To modify an existing court-ordered custody arrangement, "there must be a showing of a change of circumstances such that modification is required to protect the best interests of the child" (Matter of Zeis v Slater, 57 AD3d 793, 793; see Matter of Ramirez v Francisco, 193 AD3d [*2]852, 853; Matter of McClurkin v Bailey, 78 AD3d 707, 707). In this case, a change of circumstances was established by the fact that the mother relocated with the child to Louisiana without leave of the court, and the child was thereafter removed from her care upon her arrest.

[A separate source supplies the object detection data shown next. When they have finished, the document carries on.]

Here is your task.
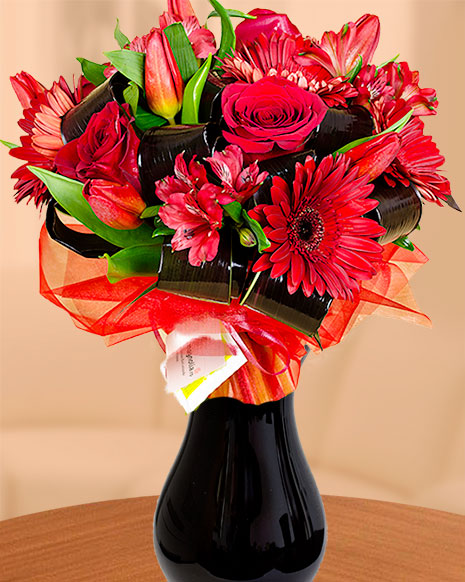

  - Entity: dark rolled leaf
[446,196,462,212]
[244,273,333,336]
[199,72,227,123]
[157,233,231,303]
[137,123,220,206]
[45,202,121,259]
[61,72,129,143]
[306,105,374,159]
[366,178,422,244]
[251,149,315,206]
[231,232,255,299]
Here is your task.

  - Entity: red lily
[83,180,146,230]
[298,14,380,77]
[160,0,216,59]
[145,28,184,125]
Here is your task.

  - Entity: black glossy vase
[154,394,326,582]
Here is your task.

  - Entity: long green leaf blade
[76,57,107,87]
[28,166,153,248]
[163,22,199,83]
[181,54,213,125]
[207,8,257,20]
[242,210,271,253]
[334,111,412,154]
[123,81,139,117]
[392,235,415,251]
[114,18,130,48]
[209,0,236,67]
[103,242,162,283]
[103,49,145,89]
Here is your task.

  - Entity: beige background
[0,0,465,518]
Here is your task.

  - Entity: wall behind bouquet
[0,0,465,518]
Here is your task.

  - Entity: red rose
[55,101,140,190]
[222,77,327,154]
[236,8,301,50]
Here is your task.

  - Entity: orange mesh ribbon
[39,226,429,404]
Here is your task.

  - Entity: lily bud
[238,227,257,247]
[83,180,146,230]
[345,133,400,182]
[145,28,184,125]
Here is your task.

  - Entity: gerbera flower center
[288,206,325,255]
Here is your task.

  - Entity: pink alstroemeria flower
[205,145,268,204]
[380,62,438,115]
[155,154,233,267]
[297,14,380,77]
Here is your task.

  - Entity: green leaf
[209,0,236,68]
[223,201,242,224]
[103,49,145,89]
[139,204,163,218]
[0,139,19,150]
[123,81,139,117]
[376,55,399,72]
[393,236,415,251]
[114,18,130,48]
[181,54,213,125]
[76,57,107,87]
[207,8,257,20]
[333,111,413,155]
[242,210,271,253]
[103,242,162,283]
[27,166,153,247]
[163,22,199,83]
[136,105,168,131]
[346,55,363,83]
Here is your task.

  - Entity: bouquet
[4,0,458,412]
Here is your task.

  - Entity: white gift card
[161,319,247,412]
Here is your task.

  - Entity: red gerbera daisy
[250,156,384,299]
[10,73,93,207]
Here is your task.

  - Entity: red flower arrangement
[0,0,458,408]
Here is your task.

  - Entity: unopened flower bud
[238,227,257,247]
[145,28,184,124]
[83,180,146,230]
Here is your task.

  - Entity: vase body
[154,394,326,582]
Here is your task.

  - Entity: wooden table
[0,496,465,582]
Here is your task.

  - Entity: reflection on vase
[154,394,326,582]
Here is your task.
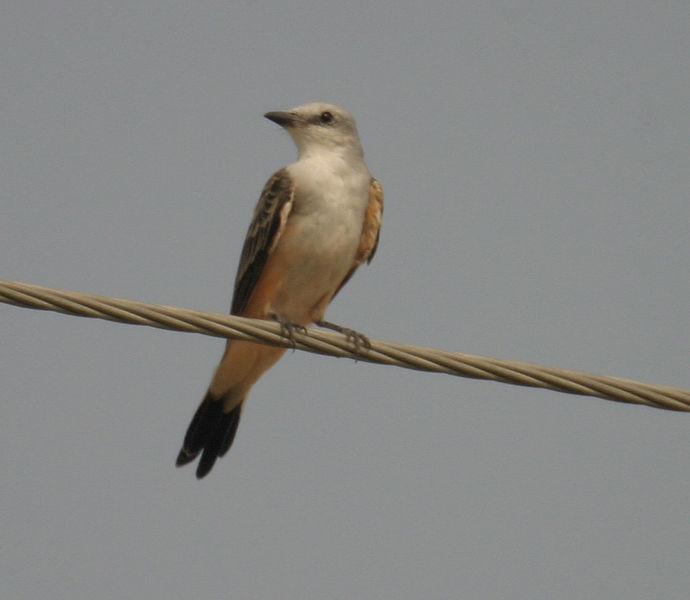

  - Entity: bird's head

The evidence adduced at the hearing, as well as the child's wishes, indicate that the award of legal and residential custody to the father was in the child's best interests (see Matter of Hutchinson v Johnson, 134 AD3d 1115, 1116). The Family Court did not fail to give proper consideration to the alleged history of domestic violence between the parties (see Matter of Valentin v Valentin, 176 AD3d 1083, 1084). Further, we credit the finding by the court-appointed expert that the father should retain custody (see Matter of Miller v Pipia, 297 AD2d 362, 365). The mother's remaining contentions are without merit.
Accordingly, the Family Court properly granted the father's petition for sole legal and residential custody of the child, and denied the mother's petition for a writ of habeas corpus.
RIVERA, J.P., HINDS-RADIX, MILLER and WOOTEN, JJ., concur.